Every March, millions of Americans don green garb, eat green food and drink green beer, all to celebrate a heritage that may not be theirs.
On St. Patrick's Day, emergency room staffers prepare themselves for an uptick in patients, likely with several of them injured themselves in some sort of hilarious calamity. It differs from holidays such as Christmas or New Year's, when patients in need of emergency care often wait a day or two before seeking it, preferring to wait for a more "convenient" time, said Dr. Michael Lynch, a toxicologist and an emergency physician at the University of Pittsburgh Medical Center.
The holiday is on a Friday this year, allowing millions to perhaps take their celebration of Irish heritage to the next — and possibly painful — level.
"It's not a fun day to work because of the number of alcohol-related injuries," said Dr. Robert Glatter, an emergency physician at Lenox Hill Hospital in Manhattan.
"A lot of these people are law-abiding people, professionals who just got carried away," said Dr. Rahul Sharma, the emergency physician in chief at New York–Presbyterian/Weill Cornell Medical Center. "Many times, it's embarrassing for them."
Beware of green food coloring
One St. Patrick's Day, Glatter witnessed a group of advertising executives panicking after they had lunch outside the office, he said.
During the meal, they decided to take part in the day's festivities by drinking green beer. The food coloring altered the appearance of not only the beer but the executives' teeth as well — just before an important meeting.
"Four or five of them came to the ER," Glatter said. "They were freaking out because they had to see the client."
The food coloring stained the plaque buildup on their teeth, he said, and getting rid of it was no easy task.
"It takes time," Glatter said. "It doesn't go away immediately."
Even with whitening strips, mouthwash, toothbrush and toothpaste, it can still take up to a week for the coloring to disappear and teeth to return to their normal shade, he said.
"People do stupid things on St. Patrick's Day," Glatter said. "And certainly the novelty of different foods is something that is interesting."

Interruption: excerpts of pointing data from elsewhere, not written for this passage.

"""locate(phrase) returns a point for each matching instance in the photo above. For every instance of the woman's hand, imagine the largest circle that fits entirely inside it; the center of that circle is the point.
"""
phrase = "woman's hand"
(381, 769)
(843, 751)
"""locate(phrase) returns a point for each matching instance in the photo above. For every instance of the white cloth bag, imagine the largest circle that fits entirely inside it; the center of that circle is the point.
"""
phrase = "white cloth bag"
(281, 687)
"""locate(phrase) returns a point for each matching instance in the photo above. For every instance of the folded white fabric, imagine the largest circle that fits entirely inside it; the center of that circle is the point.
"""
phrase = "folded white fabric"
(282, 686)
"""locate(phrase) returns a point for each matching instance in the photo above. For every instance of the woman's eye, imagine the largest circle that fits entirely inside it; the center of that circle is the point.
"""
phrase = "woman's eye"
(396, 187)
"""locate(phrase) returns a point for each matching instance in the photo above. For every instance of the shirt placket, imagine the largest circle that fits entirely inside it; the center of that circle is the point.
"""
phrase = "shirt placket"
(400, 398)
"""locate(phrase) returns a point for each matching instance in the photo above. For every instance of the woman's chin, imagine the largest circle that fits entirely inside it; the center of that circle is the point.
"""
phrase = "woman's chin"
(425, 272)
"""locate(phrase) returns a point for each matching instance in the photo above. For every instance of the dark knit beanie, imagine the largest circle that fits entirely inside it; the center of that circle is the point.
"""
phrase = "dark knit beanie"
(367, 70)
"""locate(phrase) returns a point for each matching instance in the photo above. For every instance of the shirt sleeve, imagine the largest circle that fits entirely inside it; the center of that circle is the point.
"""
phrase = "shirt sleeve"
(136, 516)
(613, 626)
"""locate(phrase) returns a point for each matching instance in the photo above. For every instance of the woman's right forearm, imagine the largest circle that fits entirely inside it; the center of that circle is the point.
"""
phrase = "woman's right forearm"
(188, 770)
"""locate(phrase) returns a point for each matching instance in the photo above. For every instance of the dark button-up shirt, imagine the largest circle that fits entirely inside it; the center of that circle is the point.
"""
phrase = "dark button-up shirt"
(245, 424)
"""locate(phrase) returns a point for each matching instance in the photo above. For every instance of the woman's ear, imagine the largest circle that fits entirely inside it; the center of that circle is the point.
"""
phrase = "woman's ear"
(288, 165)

It may not be wise to paint your car green
In Indiana one middle-aged man sought emergency care after attempting to paint his dark-colored Honda Accord, said Dr. Timothy Pohlman, the senior trauma surgeon at Indiana University Health Methodist Hospital.
The man used a slippery enamel paint, spilled much of it on his driveway and ended up slipping in it, causing him to bump his head and break a few bones.
When the man got to the hospital, he was covered in so much green paint that doctors could not assess where his injuries were, Pohlman said.
"I saw him, and he was basically a green man," Pohlman said, adding that after nurses cleaned off the patient, staffers determined he sustained a concussion and some broken bones.
Leprechaun costume gone wrong
Pohlman also treated a middle-aged man who inadvertently took an extra dose of his erectile dysfunction medicine on St. Patrick's Day.
The man then decided to don a tight leprechaun outfit, Pohlman said.
The man was suffering from a painful, hourslong erection that was constricted by his costume when he arrived at the hospital, Pohlman said. His appearance sent emergency room staffers into a tizzy.
"Everyone tries to be professional, but you can't help but smile or even kind of laugh and try to do your best for this guy," Pohlman said.
Because of the man's condition, the costume was putting so much pressure on his groin that he couldn't remove it, Pohlman said. Initially, the man did not want doctors to cut the outfit off, because he spent a fair amount of money on it.
"He had to make a choice between his costume and his member," Pohlman said. "Once it was put to him in that way ... he prioritized accordingly."
The emergency room can be a festive place on St. Patrick's Day
Despite the uptick in alcohol-related injuries on St. Patrick's Day, they are usually sustained in an innocent manner — such as tripping or losing balance — rather than in a bar brawl.
The jovial tone of St. Patrick's Day "calms the furies that drive people's violent nature," Pohlman said.
Doctors say they see less trauma from fights or altercations on St. Patrick's Day, and the patients tend to hobble into the emergency room much earlier than on other days, Pohlman said.
"Instead of all the trauma at night we normally see, it happens in the light of day," he said.
On St. Patrick's Day, the emergency room can resemble a sea of green as patients come in wearing their green clothing, hats and necklaces, Lynch said.
In addition to trauma, patients often come in suffering from hypothermia, he added. St. Patrick's Day revelers can spend long stretches outdoors in cool weather, often wearing less than conditions warrant, and alcohol consumption can reduce body temperature.
Lynch even treated one patient who, after consuming hallucinogenic drugs, pranced around the emergency room thinking he was a leprechaun and throwing fake gold at hospital staffers.
One emergency room staple no one looks forward to on St. Patrick's Day: green vomit.
"We have sort of a green patrol going around and mopping up green vomit," Lynch said. "Every year, we know we're going to get at least one or two green vomits."